What is Mausritter about?
In Mausritter the players take on the role of little knights in a large and dangerous world. In Mausritter, magic is dangerous, beasts are powerful and the lands are wondrous. We are in a sword and whisker world, although the appearance of the people can change from setting to setting. For Mausritter comes with no fixed setting, but a rich toolbox for hexcrawling. As an example, it comes with an adventure and hexcrawl to show how anyone can use the tools to develop their own adventure. For example, some members of the community create garbage dumps, trees, or entire forests as the world of their campaign.
Since Mausritter is a newer OSR game, we get by with few rules, but have something pre-made for many different areas. The rules are based on Into the Odd. Still they are expanded with cards for items, an inventory system limited with slots, and individual rules for recharging spells. Otherwise, each mouse has three attributes: strength, dexterity, and willpower. Since the maximum value of an attribute at the start can only be 12, but saves are rolled with a d20, approaches that do not require a dice roll are preferred. In combat, you always hit and roll your damage directly, making fights quick and deadly. Caution rather than indulgence is the order of the day for the little brave mice!
Character creation works quickly and simply in this wonderful role-playing game. For each attribute, you roll 3d6 in order and keep the highest two values. After that, you may swap two values with each other. After that, you roll a dice to determine the hit protection (HP).
Excursus: Hit protection
This is so that when the mouse suffers damage points, the HP are reduced first. If the HP are used up, the mouse suffers damage to the attribute values. If the strength reaches the value 0, the mouse is dead. If Dexterity reaches 0, the mouse is immobilized, and if Willpower reaches 0, the mouse is insane. A rest heals HP or attribute values again. There are short, long and full rests.
You then roll a d6 for the pips, which is a currency in the mouse realms. Starting money and hit protection then add up to the mouse’s background on a d66 table. The background also gives the starting equipment, because you start with torches, rations, an item of the background and a weapon of your choice.
Last but not least, roll the dice for the mouse’s appearance. A d6 for the birthmark, d6 for the fur color and d6 for the pattern in the fur. On a d66 table you then roll a special feature like an eye patch. If you can’t come up with a name, you can also roll on a table for the first and last name of the mouse, but that’s it.

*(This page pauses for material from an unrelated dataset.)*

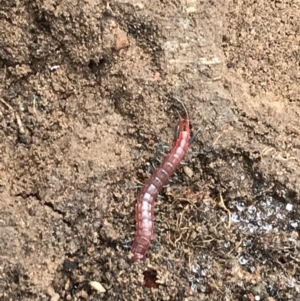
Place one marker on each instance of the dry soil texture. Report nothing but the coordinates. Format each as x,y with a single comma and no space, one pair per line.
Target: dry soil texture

The game has leveling for the characters. Experience points are awarded according to loot, which is brought to a mouse settlement. It is very nice that according to the rulebook the loot is always distributed evenly. If the mouse selflessly spends pips for a mouse settlement, such a selfless act is also rewarded with experience points. When leveling up, HP is then increased, grit is introduced, which can be spent to ignore conditions, and dice are rolled to see if attributes increase. So the little petite mouse becomes more and more powerful. By the way, there is no limit for levels, but the increase in stats after level five is not quite as strong.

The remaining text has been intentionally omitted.